Yes, we will
Sacramento must create a sustainable future
The idea that my papers should each have sustainability sections came to me several years ago, at my kitchen table.
My daughter, Natasha, then in junior high, sat down with me to discuss her concerns about global warming. As a father, I felt I was able to reassure her that her junior-high years would pass naturally. But global warming? Frankly, I wasn’t sure what to say.
What could I say, when it was my own generation that sat back and did nothing about the global crisis of climate change?
Shortly after that kitchen-table discussion, I saw Al Gore’s An Inconvenient Truth at the Tower Theatre. It was during that movie that I realized we had to do something. And I knew that the nearly half million people who read my three papers in Sacramento, Chico and Reno would feel the same way. I knew our readers would want to look for ways to effect positive change because, just like me, they’d like to be part of the global solution to this crisis.

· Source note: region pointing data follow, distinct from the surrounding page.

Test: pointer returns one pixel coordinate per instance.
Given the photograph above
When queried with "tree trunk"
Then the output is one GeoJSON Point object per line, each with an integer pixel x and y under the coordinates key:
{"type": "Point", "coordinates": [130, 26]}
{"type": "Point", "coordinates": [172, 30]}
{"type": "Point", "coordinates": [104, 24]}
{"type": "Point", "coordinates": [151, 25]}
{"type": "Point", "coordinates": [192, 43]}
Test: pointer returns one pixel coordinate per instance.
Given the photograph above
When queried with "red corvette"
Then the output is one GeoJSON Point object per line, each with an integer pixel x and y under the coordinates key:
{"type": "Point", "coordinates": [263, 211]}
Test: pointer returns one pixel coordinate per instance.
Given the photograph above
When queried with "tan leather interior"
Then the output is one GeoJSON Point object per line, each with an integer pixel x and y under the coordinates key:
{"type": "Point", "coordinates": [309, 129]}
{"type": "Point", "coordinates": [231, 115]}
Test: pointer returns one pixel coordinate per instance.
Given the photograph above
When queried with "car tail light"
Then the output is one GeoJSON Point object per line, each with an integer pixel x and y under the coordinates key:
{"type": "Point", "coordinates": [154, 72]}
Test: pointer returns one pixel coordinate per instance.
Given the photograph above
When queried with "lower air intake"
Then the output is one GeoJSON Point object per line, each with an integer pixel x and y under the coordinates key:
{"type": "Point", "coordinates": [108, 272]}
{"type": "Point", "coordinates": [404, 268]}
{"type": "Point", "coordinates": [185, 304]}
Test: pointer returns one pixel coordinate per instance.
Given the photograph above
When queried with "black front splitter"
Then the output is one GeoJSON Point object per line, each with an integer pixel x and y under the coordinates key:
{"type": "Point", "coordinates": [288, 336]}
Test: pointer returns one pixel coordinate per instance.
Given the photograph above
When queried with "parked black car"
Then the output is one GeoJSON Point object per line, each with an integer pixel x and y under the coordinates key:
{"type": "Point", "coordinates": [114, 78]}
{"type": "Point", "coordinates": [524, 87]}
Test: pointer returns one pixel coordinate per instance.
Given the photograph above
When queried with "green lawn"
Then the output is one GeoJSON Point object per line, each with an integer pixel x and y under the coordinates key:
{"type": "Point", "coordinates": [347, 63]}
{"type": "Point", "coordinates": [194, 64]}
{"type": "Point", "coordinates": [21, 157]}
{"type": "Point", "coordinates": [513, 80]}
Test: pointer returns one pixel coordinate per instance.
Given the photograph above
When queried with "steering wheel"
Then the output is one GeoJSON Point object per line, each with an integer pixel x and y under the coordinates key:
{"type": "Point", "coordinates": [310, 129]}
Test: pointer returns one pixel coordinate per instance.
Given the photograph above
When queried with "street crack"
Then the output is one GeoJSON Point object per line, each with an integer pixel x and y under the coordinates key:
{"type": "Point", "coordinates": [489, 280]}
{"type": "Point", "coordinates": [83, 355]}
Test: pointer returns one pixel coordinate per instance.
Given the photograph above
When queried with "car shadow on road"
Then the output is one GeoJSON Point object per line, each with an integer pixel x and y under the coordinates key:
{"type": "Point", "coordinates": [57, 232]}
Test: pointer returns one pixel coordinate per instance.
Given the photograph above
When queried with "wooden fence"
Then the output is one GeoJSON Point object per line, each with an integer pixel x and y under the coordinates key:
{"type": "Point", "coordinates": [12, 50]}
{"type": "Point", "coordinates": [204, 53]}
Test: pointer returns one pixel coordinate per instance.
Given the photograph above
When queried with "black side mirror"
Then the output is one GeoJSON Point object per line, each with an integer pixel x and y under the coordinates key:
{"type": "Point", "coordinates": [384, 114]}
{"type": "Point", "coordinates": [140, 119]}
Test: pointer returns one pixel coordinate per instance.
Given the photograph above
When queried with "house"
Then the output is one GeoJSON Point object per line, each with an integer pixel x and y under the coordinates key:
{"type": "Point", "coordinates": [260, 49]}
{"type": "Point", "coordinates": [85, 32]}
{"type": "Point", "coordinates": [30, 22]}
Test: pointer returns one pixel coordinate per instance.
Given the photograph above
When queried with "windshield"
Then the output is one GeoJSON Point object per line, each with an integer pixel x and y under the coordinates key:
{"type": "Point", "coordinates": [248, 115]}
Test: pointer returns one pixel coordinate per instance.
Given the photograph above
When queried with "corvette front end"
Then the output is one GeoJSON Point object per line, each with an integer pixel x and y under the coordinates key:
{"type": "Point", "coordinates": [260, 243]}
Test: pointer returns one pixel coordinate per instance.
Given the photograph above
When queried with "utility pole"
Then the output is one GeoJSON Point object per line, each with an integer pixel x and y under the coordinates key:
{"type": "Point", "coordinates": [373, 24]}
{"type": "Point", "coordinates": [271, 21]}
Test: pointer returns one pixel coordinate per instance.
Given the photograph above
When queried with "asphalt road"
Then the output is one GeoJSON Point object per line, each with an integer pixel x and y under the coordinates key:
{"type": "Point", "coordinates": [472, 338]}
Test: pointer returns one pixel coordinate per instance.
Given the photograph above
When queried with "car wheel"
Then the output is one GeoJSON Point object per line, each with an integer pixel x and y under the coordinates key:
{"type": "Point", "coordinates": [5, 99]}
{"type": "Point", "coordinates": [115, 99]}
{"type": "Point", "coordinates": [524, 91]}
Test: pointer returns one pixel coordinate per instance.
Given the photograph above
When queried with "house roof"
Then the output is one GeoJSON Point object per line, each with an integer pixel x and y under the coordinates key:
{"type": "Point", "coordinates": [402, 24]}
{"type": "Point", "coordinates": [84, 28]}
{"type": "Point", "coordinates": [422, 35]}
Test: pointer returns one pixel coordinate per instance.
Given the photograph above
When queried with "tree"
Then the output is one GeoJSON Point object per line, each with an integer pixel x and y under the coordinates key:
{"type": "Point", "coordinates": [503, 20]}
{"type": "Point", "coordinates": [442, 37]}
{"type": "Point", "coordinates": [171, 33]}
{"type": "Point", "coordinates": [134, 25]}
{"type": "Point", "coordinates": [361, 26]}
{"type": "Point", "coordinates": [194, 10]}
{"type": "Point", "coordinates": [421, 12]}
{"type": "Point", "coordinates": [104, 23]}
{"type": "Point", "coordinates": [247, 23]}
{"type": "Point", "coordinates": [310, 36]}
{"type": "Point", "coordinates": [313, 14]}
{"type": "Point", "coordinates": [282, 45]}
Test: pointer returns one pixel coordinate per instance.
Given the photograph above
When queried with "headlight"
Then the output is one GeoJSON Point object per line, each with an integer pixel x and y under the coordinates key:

I met with my editors at SN&R, CN&R and RN&R, and we decided to add a sustainability section to all three papers to provide accurate, well-researched sustainability stories and break through all the “greenwash.”

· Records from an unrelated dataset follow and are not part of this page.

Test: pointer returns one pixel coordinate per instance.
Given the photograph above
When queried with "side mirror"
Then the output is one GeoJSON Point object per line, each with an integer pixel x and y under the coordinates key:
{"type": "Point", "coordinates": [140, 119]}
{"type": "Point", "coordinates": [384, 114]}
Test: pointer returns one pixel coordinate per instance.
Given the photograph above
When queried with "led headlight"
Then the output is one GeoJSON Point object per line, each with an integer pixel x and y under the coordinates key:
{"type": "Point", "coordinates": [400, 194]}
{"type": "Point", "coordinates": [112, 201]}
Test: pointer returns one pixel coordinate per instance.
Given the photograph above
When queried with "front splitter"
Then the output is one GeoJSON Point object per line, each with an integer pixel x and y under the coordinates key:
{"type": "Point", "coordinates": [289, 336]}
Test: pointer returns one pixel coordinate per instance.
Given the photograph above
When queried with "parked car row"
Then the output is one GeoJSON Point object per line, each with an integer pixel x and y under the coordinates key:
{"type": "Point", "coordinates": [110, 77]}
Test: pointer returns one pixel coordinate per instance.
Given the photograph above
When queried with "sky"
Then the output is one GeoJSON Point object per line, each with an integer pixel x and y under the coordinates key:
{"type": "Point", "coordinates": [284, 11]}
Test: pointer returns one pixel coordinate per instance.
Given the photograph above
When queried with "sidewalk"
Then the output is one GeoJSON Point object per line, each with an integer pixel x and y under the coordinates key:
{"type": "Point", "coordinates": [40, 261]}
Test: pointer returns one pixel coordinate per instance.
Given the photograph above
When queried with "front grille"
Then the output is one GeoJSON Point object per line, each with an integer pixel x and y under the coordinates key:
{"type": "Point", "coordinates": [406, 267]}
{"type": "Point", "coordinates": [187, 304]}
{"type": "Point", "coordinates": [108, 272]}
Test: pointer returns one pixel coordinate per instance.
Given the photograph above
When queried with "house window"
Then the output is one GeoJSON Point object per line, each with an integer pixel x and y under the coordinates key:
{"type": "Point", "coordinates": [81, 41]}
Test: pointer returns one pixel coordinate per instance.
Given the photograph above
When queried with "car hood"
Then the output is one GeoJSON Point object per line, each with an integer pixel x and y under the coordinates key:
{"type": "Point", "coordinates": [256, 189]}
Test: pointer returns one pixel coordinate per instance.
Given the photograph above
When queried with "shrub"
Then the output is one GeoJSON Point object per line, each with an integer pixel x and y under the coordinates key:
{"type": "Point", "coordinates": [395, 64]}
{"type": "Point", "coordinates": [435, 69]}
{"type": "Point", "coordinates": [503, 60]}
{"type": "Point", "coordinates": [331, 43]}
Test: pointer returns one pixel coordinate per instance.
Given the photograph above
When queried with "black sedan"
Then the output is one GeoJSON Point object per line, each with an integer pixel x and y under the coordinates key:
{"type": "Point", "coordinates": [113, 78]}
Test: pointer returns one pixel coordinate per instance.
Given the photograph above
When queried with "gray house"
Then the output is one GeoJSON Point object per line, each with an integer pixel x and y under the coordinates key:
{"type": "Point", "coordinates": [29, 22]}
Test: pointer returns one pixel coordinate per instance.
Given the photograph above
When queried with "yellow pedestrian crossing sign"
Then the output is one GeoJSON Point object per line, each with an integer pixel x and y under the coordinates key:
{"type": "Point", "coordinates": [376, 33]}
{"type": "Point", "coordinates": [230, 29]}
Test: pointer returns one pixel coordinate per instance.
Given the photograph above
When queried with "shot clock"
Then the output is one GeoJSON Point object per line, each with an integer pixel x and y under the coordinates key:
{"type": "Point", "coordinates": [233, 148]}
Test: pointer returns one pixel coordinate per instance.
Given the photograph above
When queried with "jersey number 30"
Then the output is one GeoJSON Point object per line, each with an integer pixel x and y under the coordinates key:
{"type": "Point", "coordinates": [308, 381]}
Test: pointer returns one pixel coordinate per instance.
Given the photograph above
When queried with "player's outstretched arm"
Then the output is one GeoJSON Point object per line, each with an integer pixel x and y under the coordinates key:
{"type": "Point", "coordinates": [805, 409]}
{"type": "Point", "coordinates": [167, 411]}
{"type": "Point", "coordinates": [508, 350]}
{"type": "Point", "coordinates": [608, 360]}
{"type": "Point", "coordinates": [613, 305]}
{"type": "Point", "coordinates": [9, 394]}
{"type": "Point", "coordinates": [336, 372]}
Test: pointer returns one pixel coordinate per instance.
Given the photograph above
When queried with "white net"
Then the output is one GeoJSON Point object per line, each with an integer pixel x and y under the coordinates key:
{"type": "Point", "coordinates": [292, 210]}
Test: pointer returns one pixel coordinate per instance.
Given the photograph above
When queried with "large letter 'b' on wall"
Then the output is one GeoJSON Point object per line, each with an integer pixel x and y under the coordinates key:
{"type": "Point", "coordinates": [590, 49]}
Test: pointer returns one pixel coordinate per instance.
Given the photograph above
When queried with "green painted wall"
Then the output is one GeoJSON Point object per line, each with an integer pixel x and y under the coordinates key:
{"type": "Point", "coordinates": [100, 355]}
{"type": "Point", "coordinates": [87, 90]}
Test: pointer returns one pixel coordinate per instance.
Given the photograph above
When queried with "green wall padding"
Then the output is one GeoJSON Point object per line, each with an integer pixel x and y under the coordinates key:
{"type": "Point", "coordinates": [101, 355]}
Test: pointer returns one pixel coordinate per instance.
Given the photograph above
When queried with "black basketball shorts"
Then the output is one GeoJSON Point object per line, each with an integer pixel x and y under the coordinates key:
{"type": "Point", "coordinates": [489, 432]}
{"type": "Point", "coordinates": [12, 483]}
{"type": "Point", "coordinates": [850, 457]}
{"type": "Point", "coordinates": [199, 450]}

Since that time, I’ve met more than 300 people in the sustainability field. I’ve talked to people who are running the landfills, operating the water infrastructure, and working with transportation, landscaping, and energy systems. I met with Cabinet secretaries and elected officials. Throughout this process, I saw both wonderful progress and horrendous inaction.
I felt great hope when we held an eco-charette at our Sacramento offices and convened people from the county, the landfills, leaders from Habitat for Humanity’s ReStore and various developers. To have all of these people come together for the first time and engage in a two-hour discussion on landfill waste reduction made me proud. It was a thrill to see smart, dedicated individuals discuss solving important environmental problems in our offices. And to hear the county’s solid waste planner, Dave Ghirardelli, talk so passionately about the need to reduce lumber wood waste in construction and demolition really emphasized to me what it means to be a public servant.
On the other hand, it has been discouraging to see California suffer a severe drought, with clear water shortages, and fail to meet water reductions and water audits previously agreed upon. And it is even more disheartening to see the failure of multiple water agencies to agree upon and implement positive changes because of self-imposed roadblocks.
Starting with this column, I’ll be able to share my discoveries in the local sustainability arena with you, our readers. My hope is to explore with you what people in different realms are doing to move our society toward sustainability.
At the next kitchen-table discussion with my daughter, at least I’ll be able to say I’m doing my part.